The flyer came to light during a Tribune investigation of the agency. The Tribune revealed trips the top brass took to resorts in Hawaii, California and Florida on the taxpayers’ dime, widespread misreporting of state-owned vehicles, and employees cozying up to the very industry they were supposed to be regulating.

Legislators from both parties also have criticized the agency for its supercharged regulatory tactics, including the action TABC took against Cuvée Coffee in Austin. TABC fined the bar’s owner and kept his beer-canning “crowler” machine for months after judges told regulators to return it. 

During a regularly scheduled board meeting Tuesday — the last with Cook as agency director — Weinberg’s praise of Cook and other top agency officials stood in stark contrast to the statements made by Abbott, Davis and other top Republican officials.

“I was around when we picked you as the executive director and I pat myself on the back every day for that decision,” Weinberg said. “I congratulate you for an incredible job well done.” 

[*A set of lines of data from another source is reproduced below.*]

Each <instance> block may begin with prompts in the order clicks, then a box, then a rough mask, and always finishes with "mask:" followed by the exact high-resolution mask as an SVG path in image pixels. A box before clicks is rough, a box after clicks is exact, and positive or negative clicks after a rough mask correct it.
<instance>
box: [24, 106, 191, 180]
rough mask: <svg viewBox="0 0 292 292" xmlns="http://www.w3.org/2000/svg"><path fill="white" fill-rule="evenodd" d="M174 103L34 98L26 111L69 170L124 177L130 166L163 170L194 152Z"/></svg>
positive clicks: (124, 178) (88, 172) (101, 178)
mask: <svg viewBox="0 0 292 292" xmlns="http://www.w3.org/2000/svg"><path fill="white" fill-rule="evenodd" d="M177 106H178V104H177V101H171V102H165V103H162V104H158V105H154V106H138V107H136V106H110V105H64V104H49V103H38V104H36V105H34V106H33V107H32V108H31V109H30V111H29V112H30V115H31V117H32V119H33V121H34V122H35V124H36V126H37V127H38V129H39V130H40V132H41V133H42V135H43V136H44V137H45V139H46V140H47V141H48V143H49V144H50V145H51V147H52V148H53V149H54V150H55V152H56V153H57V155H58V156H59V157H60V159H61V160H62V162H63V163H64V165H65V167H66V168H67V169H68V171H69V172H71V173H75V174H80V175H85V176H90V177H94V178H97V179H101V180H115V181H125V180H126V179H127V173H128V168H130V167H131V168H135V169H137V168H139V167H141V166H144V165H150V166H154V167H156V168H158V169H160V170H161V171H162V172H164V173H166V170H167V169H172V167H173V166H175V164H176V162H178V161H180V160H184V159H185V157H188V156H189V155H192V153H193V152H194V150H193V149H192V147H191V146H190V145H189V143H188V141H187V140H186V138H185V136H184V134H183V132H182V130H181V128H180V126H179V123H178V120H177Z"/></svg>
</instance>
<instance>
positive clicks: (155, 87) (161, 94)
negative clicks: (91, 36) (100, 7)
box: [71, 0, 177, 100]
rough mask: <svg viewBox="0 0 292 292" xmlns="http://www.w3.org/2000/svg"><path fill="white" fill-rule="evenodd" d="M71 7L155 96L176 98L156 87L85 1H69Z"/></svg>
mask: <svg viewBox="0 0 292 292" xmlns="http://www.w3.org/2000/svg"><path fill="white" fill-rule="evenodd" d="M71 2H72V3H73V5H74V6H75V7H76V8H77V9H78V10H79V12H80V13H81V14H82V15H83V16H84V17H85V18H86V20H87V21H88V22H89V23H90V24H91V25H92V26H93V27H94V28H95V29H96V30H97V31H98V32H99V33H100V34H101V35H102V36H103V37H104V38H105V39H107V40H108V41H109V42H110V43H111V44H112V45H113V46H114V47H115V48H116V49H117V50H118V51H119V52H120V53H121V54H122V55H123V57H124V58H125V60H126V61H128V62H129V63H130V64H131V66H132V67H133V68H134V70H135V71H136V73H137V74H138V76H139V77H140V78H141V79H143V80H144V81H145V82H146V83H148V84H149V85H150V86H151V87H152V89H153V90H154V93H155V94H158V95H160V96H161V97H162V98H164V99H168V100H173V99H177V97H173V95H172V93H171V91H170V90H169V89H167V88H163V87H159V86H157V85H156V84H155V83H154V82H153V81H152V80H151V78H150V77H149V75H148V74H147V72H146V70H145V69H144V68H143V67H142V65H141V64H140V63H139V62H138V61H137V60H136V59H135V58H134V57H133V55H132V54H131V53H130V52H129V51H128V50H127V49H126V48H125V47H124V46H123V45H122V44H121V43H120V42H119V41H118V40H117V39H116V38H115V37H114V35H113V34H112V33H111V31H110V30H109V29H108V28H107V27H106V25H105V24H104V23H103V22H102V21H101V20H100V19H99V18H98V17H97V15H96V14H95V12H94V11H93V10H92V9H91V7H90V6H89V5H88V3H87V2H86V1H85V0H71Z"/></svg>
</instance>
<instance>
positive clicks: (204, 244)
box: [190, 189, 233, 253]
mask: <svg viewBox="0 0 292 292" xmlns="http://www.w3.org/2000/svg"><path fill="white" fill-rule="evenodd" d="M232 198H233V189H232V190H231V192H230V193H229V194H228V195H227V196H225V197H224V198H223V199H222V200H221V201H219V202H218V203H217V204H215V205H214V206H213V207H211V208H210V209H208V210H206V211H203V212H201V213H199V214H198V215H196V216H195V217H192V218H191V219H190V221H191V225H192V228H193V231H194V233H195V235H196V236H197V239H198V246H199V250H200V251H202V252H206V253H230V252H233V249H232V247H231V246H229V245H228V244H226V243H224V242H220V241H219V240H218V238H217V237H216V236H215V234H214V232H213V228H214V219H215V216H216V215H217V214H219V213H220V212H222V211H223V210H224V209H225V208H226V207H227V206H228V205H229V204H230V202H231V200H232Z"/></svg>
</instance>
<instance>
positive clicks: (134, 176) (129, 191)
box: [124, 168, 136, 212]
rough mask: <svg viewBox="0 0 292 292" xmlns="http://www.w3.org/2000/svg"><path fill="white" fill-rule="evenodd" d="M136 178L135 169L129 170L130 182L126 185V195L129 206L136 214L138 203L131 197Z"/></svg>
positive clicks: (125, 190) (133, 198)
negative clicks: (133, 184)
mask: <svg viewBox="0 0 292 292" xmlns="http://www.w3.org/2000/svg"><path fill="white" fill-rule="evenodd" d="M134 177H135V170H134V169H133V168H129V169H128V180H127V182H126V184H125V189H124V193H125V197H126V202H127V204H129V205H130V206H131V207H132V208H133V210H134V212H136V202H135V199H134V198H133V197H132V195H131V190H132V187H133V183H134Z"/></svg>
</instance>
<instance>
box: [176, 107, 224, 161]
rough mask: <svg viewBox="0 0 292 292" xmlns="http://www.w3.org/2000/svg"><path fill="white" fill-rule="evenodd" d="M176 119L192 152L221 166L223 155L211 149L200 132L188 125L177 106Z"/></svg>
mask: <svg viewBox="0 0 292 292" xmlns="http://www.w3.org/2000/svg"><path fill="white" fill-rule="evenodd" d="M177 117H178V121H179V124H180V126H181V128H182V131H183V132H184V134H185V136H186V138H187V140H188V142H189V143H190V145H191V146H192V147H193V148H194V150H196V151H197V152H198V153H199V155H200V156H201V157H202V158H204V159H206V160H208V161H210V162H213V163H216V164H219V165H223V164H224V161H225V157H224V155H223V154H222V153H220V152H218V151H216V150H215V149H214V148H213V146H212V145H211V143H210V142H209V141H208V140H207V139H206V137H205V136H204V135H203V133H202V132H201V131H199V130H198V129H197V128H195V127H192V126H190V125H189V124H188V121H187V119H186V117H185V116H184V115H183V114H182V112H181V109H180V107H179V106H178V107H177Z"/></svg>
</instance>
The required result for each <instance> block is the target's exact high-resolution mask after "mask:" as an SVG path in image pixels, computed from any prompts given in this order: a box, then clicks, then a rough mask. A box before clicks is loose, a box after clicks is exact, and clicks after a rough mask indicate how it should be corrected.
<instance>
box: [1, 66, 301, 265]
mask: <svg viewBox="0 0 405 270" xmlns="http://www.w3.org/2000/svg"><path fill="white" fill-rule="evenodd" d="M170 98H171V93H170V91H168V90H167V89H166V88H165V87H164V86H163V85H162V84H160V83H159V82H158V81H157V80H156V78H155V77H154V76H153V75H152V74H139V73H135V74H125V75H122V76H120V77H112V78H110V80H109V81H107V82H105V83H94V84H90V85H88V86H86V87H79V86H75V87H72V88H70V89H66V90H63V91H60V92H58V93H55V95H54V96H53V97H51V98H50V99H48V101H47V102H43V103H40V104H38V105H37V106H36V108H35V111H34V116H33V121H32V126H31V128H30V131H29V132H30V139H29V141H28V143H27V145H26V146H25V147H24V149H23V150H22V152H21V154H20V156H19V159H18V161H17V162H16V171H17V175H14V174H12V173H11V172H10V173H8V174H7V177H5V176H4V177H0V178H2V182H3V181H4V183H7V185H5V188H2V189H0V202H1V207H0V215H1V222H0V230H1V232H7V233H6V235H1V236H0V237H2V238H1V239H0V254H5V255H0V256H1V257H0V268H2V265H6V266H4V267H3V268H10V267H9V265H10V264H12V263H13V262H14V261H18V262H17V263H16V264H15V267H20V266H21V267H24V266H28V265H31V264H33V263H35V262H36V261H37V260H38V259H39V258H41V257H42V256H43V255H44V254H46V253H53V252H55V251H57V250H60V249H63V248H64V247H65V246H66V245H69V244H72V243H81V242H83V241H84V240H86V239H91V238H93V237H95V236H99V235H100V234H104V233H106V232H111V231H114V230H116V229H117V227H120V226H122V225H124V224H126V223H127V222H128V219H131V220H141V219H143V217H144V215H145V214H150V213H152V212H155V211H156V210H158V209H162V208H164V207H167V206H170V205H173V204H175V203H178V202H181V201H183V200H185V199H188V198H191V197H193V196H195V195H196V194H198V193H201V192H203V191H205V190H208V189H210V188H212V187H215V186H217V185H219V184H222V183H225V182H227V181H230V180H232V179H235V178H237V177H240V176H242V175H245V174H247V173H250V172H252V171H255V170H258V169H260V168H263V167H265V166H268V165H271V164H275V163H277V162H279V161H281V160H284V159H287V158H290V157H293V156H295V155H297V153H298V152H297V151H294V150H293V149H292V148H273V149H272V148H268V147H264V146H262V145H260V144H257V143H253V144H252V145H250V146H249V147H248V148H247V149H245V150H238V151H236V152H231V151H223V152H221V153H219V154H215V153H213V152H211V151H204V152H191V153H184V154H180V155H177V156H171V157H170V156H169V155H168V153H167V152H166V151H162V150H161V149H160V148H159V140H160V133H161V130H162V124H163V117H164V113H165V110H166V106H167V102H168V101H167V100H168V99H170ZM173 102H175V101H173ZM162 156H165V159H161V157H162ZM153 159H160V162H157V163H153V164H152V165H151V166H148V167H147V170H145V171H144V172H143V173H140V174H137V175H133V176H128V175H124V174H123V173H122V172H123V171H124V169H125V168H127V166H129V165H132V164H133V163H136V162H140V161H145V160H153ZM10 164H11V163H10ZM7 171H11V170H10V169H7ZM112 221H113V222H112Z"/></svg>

Weinberg also said he planned to “educate” the new chairman of the commission, businessman and former Army tank commander Kevin Lilly of Houston. Lilly, Abbott’s first TABC appointee, was brought in to help clean up the agency. Abbott recently elevated him to chairman of the three-member board.

In a brief interview Tuesday, Lilly said his first order of business is finding a replacement for Cook.

“A new executive director is going to be brought forth with a mission to foster and promote a culture of excellence, professionalism and accountability,” Lilly said. “If that is not being done at any level within this organization, then he or she has the absolute support of me to make changes as changes need to be made.”